When in doubt, opt for food that is as unprocessed as possible. “A poor diet can cause systemic inflammation which can be reflected in various skin disorders,” Dr. Lombardi says. “Foods I typically recommend avoiding for overall skin health include any processed foods (typically in bags or boxes), foods containing refined sugars, products with dairy, processed meats, and foods high in sodium.” Similarly, Hanway says she sees a “huge difference” when clients minimize dairy and alcohol. The former “can cause issues with inflammation resulting in acne, eczema and rosacea,” while the latter “can increase skin aging, dehydrate the skin, and slow down detoxification and cellular renewal,” she says.
The Role of Supplements
As we’ve previously discussed, supplements can enhance skincare routines. They are by no means a replacement for a healthy diet (Dr. Rabach maintains that “the best way to get vitamins is to eat minimally processed whole foods, like fruits, vegetables and whole grains”) — but there are some nutrients that you may benefit from ingesting in supplement form. “Vitamins have been formulated to help supplement diet with the goal of increasing antioxidant levels,” Dr. Lombardi shares. “The higher levels of antioxidants in circulation, the less free radical damage from exogenous factors.” Hanway recommends a daily intake of antioxidants in the form of 100 milligrams of liposomal vitamin C, in addition to 10 grams of collagen powder and a high-strength fish oil, to clients “who are looking to slow down the aging of their skin.”
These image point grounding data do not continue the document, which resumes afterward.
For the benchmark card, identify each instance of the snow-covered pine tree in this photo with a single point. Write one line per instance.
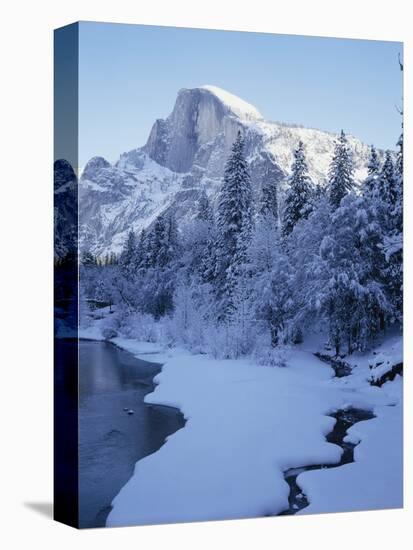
(297, 204)
(370, 185)
(373, 166)
(269, 199)
(341, 172)
(127, 260)
(234, 225)
(388, 183)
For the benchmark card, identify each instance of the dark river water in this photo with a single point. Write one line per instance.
(110, 440)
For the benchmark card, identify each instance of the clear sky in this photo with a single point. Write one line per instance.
(129, 75)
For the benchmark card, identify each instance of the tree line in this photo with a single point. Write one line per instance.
(249, 275)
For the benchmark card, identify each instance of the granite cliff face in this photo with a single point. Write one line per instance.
(186, 153)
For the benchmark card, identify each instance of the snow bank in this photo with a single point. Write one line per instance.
(234, 103)
(245, 426)
(373, 481)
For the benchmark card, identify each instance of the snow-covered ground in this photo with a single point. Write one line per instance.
(246, 425)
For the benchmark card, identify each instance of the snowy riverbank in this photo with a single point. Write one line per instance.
(246, 425)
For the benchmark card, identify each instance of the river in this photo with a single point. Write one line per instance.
(111, 441)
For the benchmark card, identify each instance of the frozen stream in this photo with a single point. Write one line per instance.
(111, 441)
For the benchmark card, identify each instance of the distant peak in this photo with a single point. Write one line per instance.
(93, 165)
(235, 104)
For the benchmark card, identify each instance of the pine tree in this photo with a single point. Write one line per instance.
(388, 182)
(298, 198)
(373, 166)
(370, 185)
(341, 172)
(128, 257)
(234, 225)
(204, 210)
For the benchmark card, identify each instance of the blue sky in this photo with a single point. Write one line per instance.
(129, 75)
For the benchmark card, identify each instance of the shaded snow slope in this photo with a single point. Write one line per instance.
(185, 154)
(238, 106)
(245, 426)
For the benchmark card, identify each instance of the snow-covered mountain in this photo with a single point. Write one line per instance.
(186, 153)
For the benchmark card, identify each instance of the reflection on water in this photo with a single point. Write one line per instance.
(110, 440)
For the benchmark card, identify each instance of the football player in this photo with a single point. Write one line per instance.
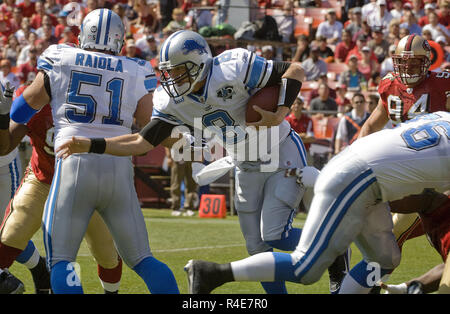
(350, 205)
(211, 93)
(410, 90)
(86, 89)
(24, 213)
(434, 211)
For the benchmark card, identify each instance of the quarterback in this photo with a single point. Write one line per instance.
(211, 93)
(350, 205)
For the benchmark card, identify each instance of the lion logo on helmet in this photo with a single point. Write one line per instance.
(192, 45)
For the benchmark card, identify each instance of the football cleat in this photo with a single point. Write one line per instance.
(9, 284)
(202, 276)
(41, 277)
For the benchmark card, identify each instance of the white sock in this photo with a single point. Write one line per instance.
(259, 267)
(33, 260)
(351, 286)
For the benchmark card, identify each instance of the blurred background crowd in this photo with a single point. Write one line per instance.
(344, 46)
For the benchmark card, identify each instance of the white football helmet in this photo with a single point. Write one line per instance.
(102, 29)
(185, 59)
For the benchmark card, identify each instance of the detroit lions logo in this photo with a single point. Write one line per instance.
(191, 45)
(226, 92)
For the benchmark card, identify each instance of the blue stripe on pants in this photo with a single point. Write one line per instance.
(338, 209)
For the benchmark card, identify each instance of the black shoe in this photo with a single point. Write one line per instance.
(203, 277)
(9, 284)
(41, 277)
(338, 270)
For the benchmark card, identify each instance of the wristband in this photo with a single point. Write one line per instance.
(4, 121)
(289, 90)
(21, 112)
(98, 145)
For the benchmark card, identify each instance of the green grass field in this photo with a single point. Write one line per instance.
(175, 240)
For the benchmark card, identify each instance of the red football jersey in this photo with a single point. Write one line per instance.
(402, 103)
(41, 133)
(437, 227)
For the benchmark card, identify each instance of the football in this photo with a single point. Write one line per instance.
(266, 98)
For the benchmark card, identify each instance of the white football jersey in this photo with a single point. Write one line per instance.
(411, 157)
(235, 75)
(94, 94)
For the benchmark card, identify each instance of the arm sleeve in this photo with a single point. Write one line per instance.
(156, 131)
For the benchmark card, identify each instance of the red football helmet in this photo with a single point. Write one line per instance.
(412, 59)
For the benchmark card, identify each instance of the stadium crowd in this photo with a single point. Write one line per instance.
(345, 54)
(347, 51)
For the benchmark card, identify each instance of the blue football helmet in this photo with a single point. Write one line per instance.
(102, 29)
(185, 59)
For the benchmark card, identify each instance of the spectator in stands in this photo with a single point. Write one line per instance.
(325, 52)
(436, 28)
(352, 78)
(367, 66)
(417, 9)
(429, 7)
(366, 31)
(51, 7)
(181, 171)
(7, 76)
(286, 21)
(368, 9)
(28, 8)
(443, 43)
(404, 31)
(323, 102)
(342, 49)
(350, 124)
(16, 20)
(5, 27)
(11, 50)
(148, 46)
(444, 13)
(28, 67)
(146, 16)
(7, 7)
(372, 102)
(200, 17)
(37, 18)
(131, 50)
(387, 65)
(47, 34)
(331, 28)
(397, 10)
(356, 24)
(357, 50)
(323, 79)
(410, 23)
(342, 101)
(177, 23)
(378, 44)
(267, 52)
(381, 16)
(313, 66)
(393, 35)
(166, 8)
(120, 10)
(303, 51)
(302, 124)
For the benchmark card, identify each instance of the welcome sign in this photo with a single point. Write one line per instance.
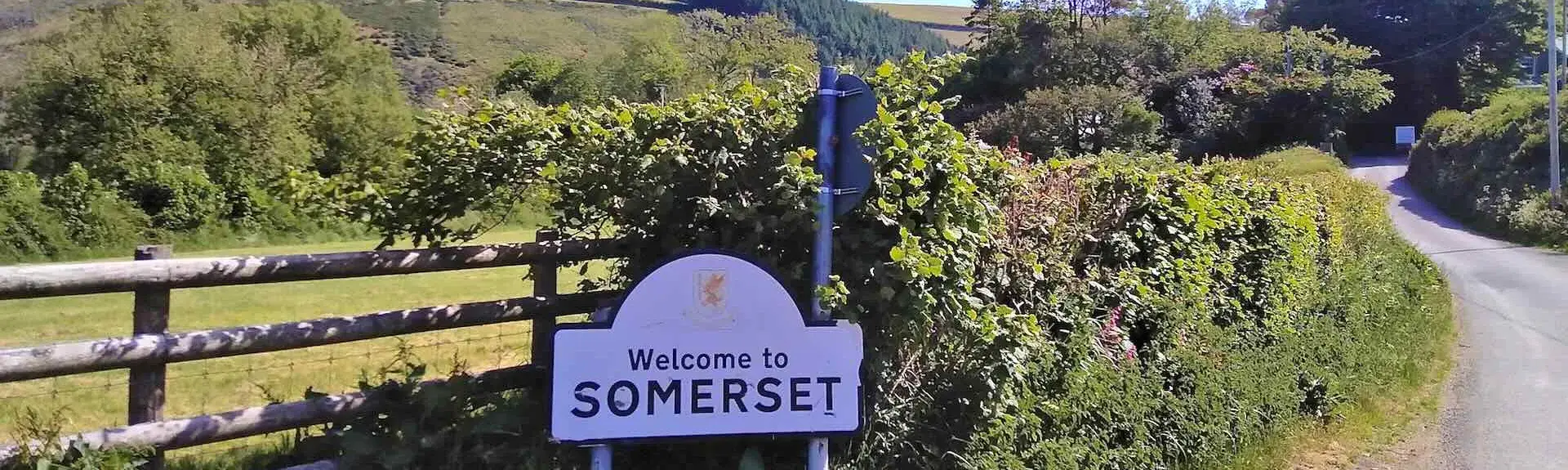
(706, 345)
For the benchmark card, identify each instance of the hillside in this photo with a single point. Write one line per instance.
(441, 44)
(944, 20)
(840, 27)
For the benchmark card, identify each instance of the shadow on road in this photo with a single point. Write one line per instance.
(1413, 202)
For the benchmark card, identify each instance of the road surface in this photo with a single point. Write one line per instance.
(1508, 406)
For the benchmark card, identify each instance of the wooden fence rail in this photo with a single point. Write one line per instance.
(52, 280)
(151, 347)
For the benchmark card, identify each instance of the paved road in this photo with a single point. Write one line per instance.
(1509, 403)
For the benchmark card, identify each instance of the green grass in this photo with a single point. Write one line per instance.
(98, 400)
(1379, 412)
(494, 34)
(933, 15)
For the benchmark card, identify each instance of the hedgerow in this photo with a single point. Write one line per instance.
(1112, 311)
(1490, 168)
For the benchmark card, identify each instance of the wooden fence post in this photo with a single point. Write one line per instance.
(543, 352)
(149, 316)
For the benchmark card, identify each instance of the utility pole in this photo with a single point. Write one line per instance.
(1551, 93)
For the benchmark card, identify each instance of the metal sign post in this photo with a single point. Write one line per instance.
(822, 253)
(1551, 92)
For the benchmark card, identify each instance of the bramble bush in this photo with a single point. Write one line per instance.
(1490, 168)
(1111, 311)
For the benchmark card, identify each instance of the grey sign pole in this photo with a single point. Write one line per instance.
(1551, 92)
(601, 456)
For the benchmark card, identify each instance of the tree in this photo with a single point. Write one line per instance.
(209, 95)
(1220, 87)
(726, 47)
(1441, 54)
(1079, 120)
(649, 57)
(843, 30)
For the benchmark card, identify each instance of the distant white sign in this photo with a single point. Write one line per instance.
(1405, 136)
(706, 345)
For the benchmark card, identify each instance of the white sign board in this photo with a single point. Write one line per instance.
(706, 345)
(1405, 136)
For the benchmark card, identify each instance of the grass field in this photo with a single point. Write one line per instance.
(933, 15)
(216, 386)
(492, 34)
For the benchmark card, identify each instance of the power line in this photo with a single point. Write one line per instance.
(1440, 44)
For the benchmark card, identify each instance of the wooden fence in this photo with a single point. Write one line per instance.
(151, 347)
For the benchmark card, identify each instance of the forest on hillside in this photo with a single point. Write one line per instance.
(284, 120)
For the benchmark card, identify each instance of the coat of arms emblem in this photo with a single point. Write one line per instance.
(710, 299)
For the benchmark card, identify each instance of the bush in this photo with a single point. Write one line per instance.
(91, 214)
(176, 197)
(185, 96)
(1114, 311)
(27, 226)
(1073, 122)
(1490, 168)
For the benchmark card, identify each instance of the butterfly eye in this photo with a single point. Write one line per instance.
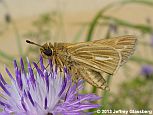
(48, 52)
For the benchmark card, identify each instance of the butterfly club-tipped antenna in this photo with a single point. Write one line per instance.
(30, 42)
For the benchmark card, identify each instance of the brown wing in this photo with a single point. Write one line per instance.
(95, 56)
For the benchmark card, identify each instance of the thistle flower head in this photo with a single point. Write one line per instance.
(44, 92)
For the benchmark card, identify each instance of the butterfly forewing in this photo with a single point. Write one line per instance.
(90, 60)
(101, 56)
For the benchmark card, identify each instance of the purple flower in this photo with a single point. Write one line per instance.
(44, 92)
(151, 40)
(147, 70)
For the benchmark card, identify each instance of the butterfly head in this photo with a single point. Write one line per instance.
(46, 50)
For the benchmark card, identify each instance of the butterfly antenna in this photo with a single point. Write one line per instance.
(30, 42)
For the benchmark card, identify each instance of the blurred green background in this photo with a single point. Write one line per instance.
(84, 20)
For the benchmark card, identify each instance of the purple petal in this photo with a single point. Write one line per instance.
(51, 65)
(38, 70)
(10, 75)
(32, 79)
(45, 103)
(41, 63)
(63, 86)
(4, 89)
(30, 98)
(1, 78)
(23, 104)
(15, 64)
(5, 104)
(22, 65)
(19, 80)
(47, 81)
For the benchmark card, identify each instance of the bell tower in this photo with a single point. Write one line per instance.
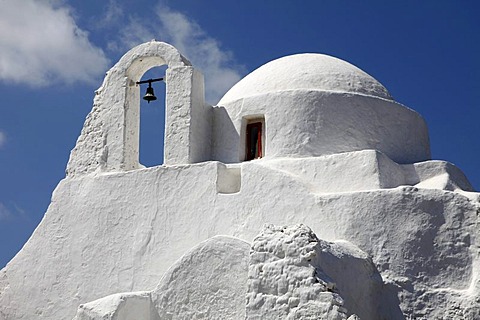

Even the healthiest diet in the world is not going to completely stop or reverse the aging process, but eating well can stave off premature aging, keep the quality of the skin looking younger longer, and complement any professional treatments you may be getting. “In-office cosmetic procedures all have a goal to maintain a youthful appearance,” Dr. Lombardi notes. “Practicing a good diet, decreasing stress with exercise, and maintaining hydration with adequate water intake all help to slow the aging process and prolong effects of in-office procedures.” Best of all, these lifestyle changes are more than just skin deep — they will also improve your overall health and wellbeing.